The second major task of the app is to make the drone follow the visual guidance. This consisted of two parts. Firstly, the drone should be able to follow visual homing vectors. This was achieved using the Commander Framework, part of the Stabilizer Module. Once the custom app was started, it would enter an infinite loop which ran at a rate of 10 Hertz. After takeoff, the app repeatedly calls commanderSetSetpoint to set absolute position targets, which are found by adding the latest homing vector to the current position estimate. The regular autopilot then takes care of the low-level control that steers the drone to these coordinates.
The core idea of our navigation strategy is that the drone can correct its position estimate after arriving at a snapshot. So secondly, the drone should be able to overwrite its position estimate with the one provided by the route-following algorithm.

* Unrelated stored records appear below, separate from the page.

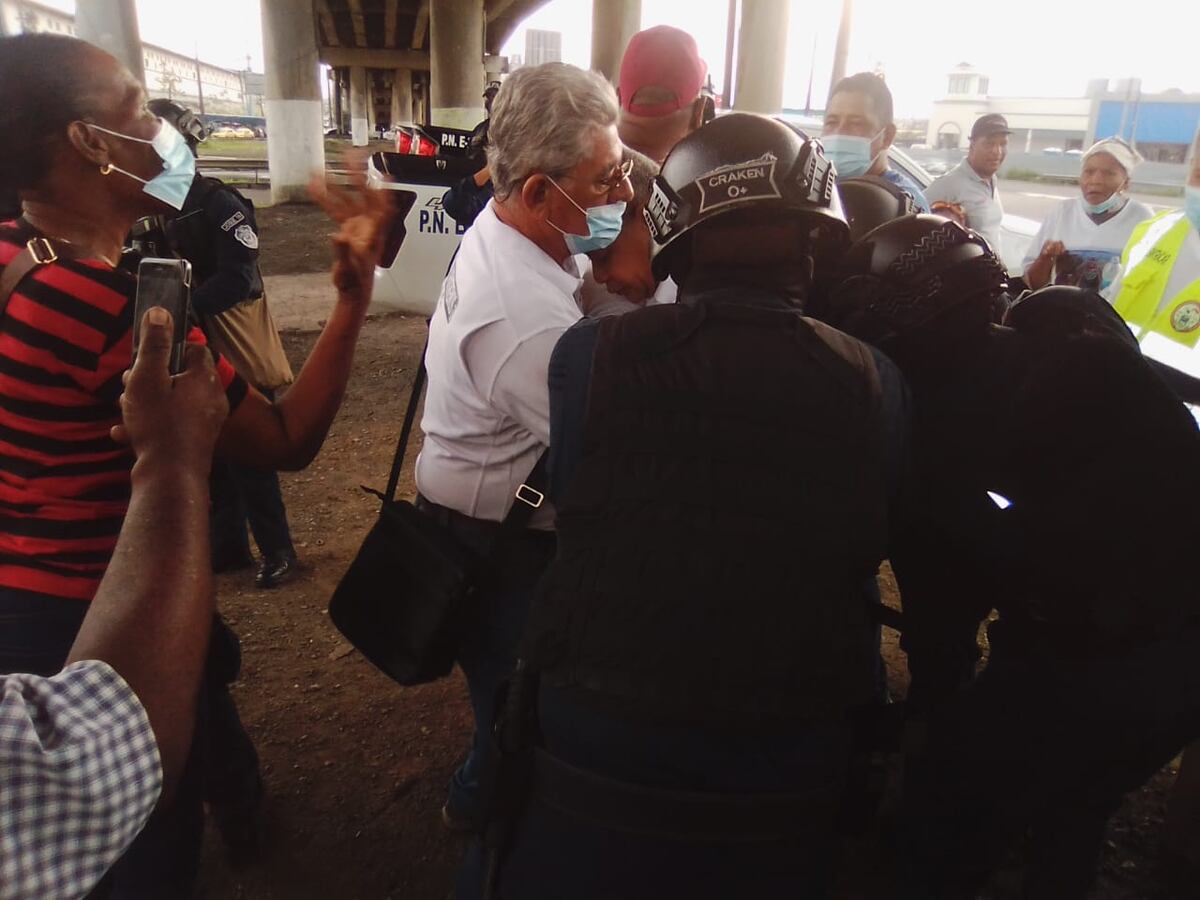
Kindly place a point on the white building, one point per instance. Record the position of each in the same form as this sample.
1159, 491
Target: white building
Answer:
1161, 125
1037, 123
543, 47
168, 73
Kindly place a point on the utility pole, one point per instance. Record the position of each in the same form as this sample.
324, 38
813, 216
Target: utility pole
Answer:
731, 30
843, 49
813, 67
199, 83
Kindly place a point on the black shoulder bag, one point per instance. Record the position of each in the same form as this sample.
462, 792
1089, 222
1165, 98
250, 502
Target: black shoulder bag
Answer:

To simplify the integration with the existing state estimator, this update was implemented as an additional position sensor – similar to an external positioning system. Once the drone had converged to a snapshot, it would enqueue the snapshot’s remembered coordinates as a position measurement with a very small standard deviation, thereby essentially overwriting the position estimate but without needing to modify the estimator. The same trick was also used to correct heading drift.
The final task of the app was to make the drone controllable from a ground station. After some initial experiments, it was determined that fully autonomous flight during the experiments would be the easiest to implement and use. To this end, the drone needed to be able to follow more complex procedures and to communicate with a ground station.
Because the cfclient provides most of the necessary functions, it was used as the basis for the ground station. However, the experiments required extra controls that were of course not part of a generic client. While it was possible to modify the cfclient, an easier solution was offered by the integrated ZMQ server. This server allows external programs to communicate with the stock cfclient over a tcp connection. Among the possibilities, this allows external programs to send control values and parameters to the drone. Since the drone would be flying autonomously and therefore low-frequencies would suffice, the choice was made to let the ground station set parameters provided by the custom app. To simplify usability, a simple GUI was made in python using the CFZmq library and Tkinter. The GUI would request foreground priority such that it would be shown on top of the regular client, making it easy to use both at the same time.
Cfclient with experimental overlay (bottom right).
To perform more complex experiments, each experiment was implemented as a state machine in the custom app. Using the (High-level) Commander Framework and the navigation routines described above, the drone was able to perform entire experiments from take-off to landing.
Using the hardware and software described above, we were able to perform the route-following experiments. The drone was commanded to fly a preprogrammed trajectory using the Flow deck, while recording odometry and snapshot images. Then, the drone was commanded to follow the same route in reverse, by traveling short sections using dead reckoning and then using visual homing to correct the incurred drift.
As shown in the article, the error with respect to the recorded route remained bounded. Therefore, we can now travel long routes without having to worry about drift, even under strict hardware limitations. This is a great improvement to the autonomy of tiny robots.
I hope that this post has given a bit more insight into the implementation behind this study, a part that is not often highlighted but very interesting for everyone working in this field.